Bayes’ Theorem states that the conditional probability of an event, based on the occurrence of another event, is equal to the likelihood of the second event given the first event multiplied by the probability of the first event.

**What Is Calculated in Bayes’ Theorem?**

Bayes’ Theorem calculates the conditional probability of an event, based on the values of specific related known probabilities.

**What Is a Bayes’ Theorem Calculator?**

A Bayes’ Theorem Calculator figures the probability of an event **A** conditional on another event **B**, given the prior probabilities of **A** and **B**, and the probability of **B** conditional on **A**. It calculates conditional probabilities based on known probabilities.
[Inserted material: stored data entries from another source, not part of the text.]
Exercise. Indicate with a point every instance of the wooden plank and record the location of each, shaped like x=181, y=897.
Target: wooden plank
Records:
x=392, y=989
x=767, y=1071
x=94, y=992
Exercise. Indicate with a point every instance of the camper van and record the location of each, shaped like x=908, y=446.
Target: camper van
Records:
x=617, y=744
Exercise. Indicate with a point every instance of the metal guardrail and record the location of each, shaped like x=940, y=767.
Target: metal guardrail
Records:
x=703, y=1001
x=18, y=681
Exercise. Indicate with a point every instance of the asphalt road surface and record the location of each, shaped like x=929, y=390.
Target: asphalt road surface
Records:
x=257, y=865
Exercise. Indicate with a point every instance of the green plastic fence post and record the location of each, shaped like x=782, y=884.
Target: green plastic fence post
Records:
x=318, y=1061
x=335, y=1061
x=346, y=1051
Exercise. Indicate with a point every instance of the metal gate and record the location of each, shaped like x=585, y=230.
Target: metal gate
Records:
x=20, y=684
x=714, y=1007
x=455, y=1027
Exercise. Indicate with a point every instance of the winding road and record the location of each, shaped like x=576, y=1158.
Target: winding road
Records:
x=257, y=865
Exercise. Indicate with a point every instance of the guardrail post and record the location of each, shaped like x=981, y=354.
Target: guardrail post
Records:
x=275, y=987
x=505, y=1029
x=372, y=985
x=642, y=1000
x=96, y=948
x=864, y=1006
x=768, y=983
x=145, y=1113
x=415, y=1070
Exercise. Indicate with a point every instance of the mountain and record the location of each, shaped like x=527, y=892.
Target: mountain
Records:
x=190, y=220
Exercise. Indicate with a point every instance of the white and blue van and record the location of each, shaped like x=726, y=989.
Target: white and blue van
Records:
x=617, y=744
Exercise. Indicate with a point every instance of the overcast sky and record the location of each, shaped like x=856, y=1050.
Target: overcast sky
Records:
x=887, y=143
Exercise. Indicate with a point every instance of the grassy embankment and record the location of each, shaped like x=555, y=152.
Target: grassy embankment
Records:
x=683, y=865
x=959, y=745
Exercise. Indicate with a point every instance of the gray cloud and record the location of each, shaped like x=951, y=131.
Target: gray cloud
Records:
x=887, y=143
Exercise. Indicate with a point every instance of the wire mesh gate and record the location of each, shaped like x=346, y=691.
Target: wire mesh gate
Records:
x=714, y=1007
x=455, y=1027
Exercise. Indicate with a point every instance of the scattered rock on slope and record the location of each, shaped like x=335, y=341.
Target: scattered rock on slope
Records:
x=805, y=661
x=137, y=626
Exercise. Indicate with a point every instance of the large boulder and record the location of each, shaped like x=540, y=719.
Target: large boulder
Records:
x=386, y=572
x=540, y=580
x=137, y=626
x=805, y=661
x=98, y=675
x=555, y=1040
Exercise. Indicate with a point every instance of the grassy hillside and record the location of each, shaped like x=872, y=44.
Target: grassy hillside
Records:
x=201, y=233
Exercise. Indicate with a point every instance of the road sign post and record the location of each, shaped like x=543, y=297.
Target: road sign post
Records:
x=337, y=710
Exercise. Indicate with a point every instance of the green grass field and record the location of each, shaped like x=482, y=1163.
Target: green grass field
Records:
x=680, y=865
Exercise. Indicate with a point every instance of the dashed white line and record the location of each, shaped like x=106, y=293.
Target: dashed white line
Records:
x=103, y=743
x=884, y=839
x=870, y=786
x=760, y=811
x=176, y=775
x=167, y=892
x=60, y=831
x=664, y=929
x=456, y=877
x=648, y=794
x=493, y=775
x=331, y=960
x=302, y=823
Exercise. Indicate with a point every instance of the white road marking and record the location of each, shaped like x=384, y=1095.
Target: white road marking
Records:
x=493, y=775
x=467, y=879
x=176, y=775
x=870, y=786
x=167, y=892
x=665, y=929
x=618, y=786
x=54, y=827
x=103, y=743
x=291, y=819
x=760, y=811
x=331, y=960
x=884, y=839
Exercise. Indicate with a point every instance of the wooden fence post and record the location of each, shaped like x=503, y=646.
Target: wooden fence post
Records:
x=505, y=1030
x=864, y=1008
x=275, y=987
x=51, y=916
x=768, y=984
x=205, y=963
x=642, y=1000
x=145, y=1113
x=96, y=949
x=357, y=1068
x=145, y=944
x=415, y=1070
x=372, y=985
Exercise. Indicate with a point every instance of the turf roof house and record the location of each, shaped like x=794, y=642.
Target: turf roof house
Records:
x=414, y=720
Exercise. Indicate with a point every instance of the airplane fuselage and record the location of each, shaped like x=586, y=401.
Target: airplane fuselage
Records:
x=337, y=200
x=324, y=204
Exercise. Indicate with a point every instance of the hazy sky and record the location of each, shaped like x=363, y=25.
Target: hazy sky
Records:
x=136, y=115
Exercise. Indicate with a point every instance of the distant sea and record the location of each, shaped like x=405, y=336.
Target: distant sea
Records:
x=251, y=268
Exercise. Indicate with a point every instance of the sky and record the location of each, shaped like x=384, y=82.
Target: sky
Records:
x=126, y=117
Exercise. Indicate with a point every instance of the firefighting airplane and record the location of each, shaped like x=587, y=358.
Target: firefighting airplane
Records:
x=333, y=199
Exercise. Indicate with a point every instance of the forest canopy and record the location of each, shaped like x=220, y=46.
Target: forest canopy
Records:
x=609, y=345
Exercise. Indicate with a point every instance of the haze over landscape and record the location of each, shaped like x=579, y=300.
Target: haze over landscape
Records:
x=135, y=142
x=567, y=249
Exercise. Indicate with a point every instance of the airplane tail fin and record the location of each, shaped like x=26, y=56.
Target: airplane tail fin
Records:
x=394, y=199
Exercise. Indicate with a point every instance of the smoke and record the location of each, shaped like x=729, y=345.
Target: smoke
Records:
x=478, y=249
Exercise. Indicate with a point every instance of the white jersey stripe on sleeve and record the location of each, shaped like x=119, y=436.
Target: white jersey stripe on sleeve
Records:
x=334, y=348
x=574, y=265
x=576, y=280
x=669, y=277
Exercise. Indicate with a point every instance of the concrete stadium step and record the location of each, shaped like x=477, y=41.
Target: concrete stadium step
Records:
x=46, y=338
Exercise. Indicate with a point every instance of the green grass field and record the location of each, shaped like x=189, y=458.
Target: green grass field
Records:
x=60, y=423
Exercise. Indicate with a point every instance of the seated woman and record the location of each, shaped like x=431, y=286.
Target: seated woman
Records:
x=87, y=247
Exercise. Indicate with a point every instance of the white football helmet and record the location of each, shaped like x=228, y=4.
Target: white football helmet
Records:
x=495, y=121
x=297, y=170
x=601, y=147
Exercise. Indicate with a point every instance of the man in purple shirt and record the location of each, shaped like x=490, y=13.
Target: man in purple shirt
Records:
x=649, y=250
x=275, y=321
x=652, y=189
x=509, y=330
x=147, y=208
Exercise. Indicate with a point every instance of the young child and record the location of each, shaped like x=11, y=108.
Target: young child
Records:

**How Is Bayes’ Theorem Used in Machine Learning?**

Bayes Theorem provides a useful method for thinking about the relationship between a data set and a probability. In other words, the theorem says that the probability of a given hypothesis being true based on specific observed data can be stated as finding the probability of observing the data given the hypothesis multiplied by the probability of the hypothesis being true regardless of the data, divided by the probability of observing the data regardless of the hypothesis.

**The Bottom Line**

At its simplest, Bayes’ Theorem takes a test result and relates it to the conditional probability of that test result given other related events. For high probability false positives, the Theorem gives a more reasoned likelihood of a particular outcome.

P(A|B) = [P(B|A).P(A)]/[P(B)]

Where:

- P(A|B) – the probability of event A occurring, given event B has occurred
- P(B|A) – the probability of event B occurring, given event A has occurred
- P(A) – the probability of event A
- P(B) – the probability of event B